Four years later an appeal court upheld a life sentence against Mohsen and a 15-year sentence against Hisham, who allegedly paid $2 million for Mohsen to kill the pop singer.

Hisham was close to former President Mubarak’s son, Gamal, and was a senior member of the then ruling National Democratic Party.

Mohsen el-Sukkari, who is charged with actually carrying out the murder of Lebanese singer Suzanne Tamim appears at his trial session at the Cairo’s southern court in Cairo, Egypt Saturday, Oct. 18, 2008. An Egyptian tycoon and an associate pleaded innocent Saturday to charges they orchestrated the gruesome murder of a Lebanese pop star in a case that has transfixed the Middle East. Lebanese singer Suzanne Tamim was stabbed to death in her apartment in Dubai in July. A month later, powerful Egyptian real estate mogul and lawmaker Hisham Talaat Moustafa was stripped of his parliamentary immunity and arrested for ordering the murder. (AP Photo/Nasser Nasser)

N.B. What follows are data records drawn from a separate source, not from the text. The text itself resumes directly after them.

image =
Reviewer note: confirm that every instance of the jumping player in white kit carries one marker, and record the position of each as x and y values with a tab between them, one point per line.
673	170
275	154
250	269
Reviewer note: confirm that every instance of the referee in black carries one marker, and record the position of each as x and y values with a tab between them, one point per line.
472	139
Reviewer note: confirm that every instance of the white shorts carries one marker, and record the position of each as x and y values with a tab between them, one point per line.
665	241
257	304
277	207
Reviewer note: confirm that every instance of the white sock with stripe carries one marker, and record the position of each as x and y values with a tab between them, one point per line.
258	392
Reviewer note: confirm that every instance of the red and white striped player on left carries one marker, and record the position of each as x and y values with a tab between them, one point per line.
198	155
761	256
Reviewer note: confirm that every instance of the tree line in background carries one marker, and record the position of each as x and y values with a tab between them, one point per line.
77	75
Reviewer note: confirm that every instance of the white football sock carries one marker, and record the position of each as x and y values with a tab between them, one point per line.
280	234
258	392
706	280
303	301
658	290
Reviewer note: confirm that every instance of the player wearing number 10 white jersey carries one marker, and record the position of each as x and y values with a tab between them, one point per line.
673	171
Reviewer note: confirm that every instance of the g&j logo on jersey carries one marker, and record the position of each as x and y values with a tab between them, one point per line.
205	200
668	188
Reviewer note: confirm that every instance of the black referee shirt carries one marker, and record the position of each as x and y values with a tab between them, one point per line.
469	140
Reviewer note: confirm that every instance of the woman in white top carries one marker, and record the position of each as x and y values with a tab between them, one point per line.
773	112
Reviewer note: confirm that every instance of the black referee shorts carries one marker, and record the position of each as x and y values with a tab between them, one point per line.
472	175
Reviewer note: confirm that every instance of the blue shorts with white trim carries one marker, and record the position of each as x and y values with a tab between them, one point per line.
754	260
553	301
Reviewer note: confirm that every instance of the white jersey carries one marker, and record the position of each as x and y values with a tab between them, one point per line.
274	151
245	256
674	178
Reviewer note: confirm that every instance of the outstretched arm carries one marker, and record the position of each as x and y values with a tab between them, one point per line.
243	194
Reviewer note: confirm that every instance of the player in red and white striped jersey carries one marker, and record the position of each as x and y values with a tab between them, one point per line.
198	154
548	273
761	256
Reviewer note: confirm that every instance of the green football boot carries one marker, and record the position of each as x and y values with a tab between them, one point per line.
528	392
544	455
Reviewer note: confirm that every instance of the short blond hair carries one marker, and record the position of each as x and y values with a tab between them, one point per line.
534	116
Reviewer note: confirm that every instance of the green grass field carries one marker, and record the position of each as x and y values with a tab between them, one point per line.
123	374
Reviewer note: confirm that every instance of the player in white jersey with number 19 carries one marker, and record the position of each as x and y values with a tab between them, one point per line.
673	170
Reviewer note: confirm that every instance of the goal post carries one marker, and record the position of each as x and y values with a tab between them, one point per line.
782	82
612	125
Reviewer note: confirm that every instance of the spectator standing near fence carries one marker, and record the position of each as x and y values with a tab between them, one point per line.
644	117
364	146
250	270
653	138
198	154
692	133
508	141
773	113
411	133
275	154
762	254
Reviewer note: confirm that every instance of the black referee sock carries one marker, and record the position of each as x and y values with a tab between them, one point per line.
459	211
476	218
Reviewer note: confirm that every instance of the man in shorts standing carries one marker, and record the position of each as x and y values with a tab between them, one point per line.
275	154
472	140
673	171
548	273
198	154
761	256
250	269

On Saturday, General Abdel Fattah Al-Sisi announced that he was pardoning 3,157 prisoners for Eid. Al-Sukkari was on that list.

Hisham had already received a presidential pardon in Eid 2017 for health grounds.

This weekend’s decision sparked a wave of anger since there were no political prisoners on the list of detainees to be pardoned.

There are some 60,000 political prisoners in Egypt, around 20,000 of whom are on pretrial detention.

Most of those included on the list had been convicted of murder, attempted murder, drugs, human trafficking, prostitution, corruption and fraud.

Rights organisations and governments across the world have called on Egypt to release prisoners to ease overcrowding amid the coronavirus pandemic.